Publicado em 30 de janeiro de 2026 · por Ismael Samuel

Bele e tambor: música e dança tradicionais da Martinica

Quando você se instala por algumas semanas na Martinica, sempre acaba ouvindo antes de ver: um tambor grave e redondo que ecoa longe na noite tropical, pontuado por estalos de madeira e por vozes que se respondem. É o bele, o coração pulsante da cultura crioula martiniquense. Muito mais do que um folclore para turistas, é uma dança-tambor viva, transmitida de geração em geração, e uma das mais belas portas de entrada para compreender a alma da ilha.

Se você está preparando a sua viagem, o bele merece um lugar no seu caderno tanto quanto as praias de Les Salines ou o Monte Pelée. Eis tudo o que é preciso saber para descobri-lo de maneira autêntica, longe dos espetáculos formatados.

O bele, o que é exatamente?

O bele (também grafado “belair” em francês antigo) é uma prática cultural completa que reúne música, canto, dança e oralidade. No centro de tudo: o tambor bele, um cilindro de madeira coberto por uma pele, que o tanbouye (o tamborileiro) toca sentado escarranchado sobre o instrumento, modulando o som com os calcanhares.

Três elementos indissociáveis estruturam cada apresentação:

  • O tanbou (tambor): dialoga ao vivo com o dançarino, “marcando” cada um de seus movimentos.
  • O tibwa: duas baquetas de madeira batidas no dorso do tambor ou num bambu, que dão o tempo de base, regular e hipnótico.
  • O chante e a lavwa: um cantor principal (o chantwel) lança as frases, e a assembleia responde em coro (o reponde).

O dançarino, por sua vez, não segue a música: ele a provoca.

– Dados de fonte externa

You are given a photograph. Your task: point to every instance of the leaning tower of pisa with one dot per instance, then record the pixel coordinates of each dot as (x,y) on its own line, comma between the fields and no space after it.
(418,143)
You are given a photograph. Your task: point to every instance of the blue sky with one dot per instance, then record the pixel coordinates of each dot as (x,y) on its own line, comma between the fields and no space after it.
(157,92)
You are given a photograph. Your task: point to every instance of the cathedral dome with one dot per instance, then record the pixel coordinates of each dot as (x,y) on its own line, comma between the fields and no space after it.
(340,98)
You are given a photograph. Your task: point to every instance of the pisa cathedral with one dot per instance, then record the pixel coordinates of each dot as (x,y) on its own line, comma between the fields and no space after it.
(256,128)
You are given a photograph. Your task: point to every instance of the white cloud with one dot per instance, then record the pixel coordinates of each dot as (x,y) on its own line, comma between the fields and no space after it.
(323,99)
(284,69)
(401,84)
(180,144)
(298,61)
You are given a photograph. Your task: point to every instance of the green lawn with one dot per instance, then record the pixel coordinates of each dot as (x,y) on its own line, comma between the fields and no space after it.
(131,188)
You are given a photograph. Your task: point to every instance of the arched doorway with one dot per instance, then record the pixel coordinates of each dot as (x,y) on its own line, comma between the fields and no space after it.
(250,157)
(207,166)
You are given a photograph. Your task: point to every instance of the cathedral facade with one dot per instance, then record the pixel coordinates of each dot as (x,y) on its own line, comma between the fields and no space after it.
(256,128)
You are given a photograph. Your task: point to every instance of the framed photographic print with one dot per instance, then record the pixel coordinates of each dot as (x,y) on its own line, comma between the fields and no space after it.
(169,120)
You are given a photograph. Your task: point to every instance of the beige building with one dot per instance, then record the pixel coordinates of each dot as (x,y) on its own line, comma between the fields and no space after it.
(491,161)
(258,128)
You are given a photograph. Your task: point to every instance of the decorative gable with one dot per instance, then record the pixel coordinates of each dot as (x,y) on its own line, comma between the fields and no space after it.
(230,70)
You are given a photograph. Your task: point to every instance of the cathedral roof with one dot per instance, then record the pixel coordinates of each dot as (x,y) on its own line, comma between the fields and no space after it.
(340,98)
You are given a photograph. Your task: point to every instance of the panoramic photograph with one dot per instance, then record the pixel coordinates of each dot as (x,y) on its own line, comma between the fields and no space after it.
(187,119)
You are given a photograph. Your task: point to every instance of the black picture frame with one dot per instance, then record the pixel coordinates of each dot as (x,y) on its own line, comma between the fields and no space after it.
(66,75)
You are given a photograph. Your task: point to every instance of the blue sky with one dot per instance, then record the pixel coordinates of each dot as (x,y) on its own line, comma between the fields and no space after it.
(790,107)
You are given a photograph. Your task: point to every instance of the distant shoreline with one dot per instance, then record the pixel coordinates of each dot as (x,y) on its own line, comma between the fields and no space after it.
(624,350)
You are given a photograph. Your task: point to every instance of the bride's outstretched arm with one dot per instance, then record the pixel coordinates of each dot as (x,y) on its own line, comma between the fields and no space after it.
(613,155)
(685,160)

É ele quem desafia o tanbouye, e o tambor o acompanha. Essa conversa corpo-instrumento chama-se “kase” (a quebra). É toda a arte do bele.

Uma origem enraizada nas plantações

O bele nasceu nas habitations, as antigas plantações de cana-de-açúcar, durante e depois do período escravagista. Para as populações africanas deportadas, era um espaço de liberdade roubado ao sistema: dançava-se depois do trabalho, nos velórios, nas colheitas ou nos momentos de luto. O bele sobreviveu apesar das proibições, reinventando-se sem cessar.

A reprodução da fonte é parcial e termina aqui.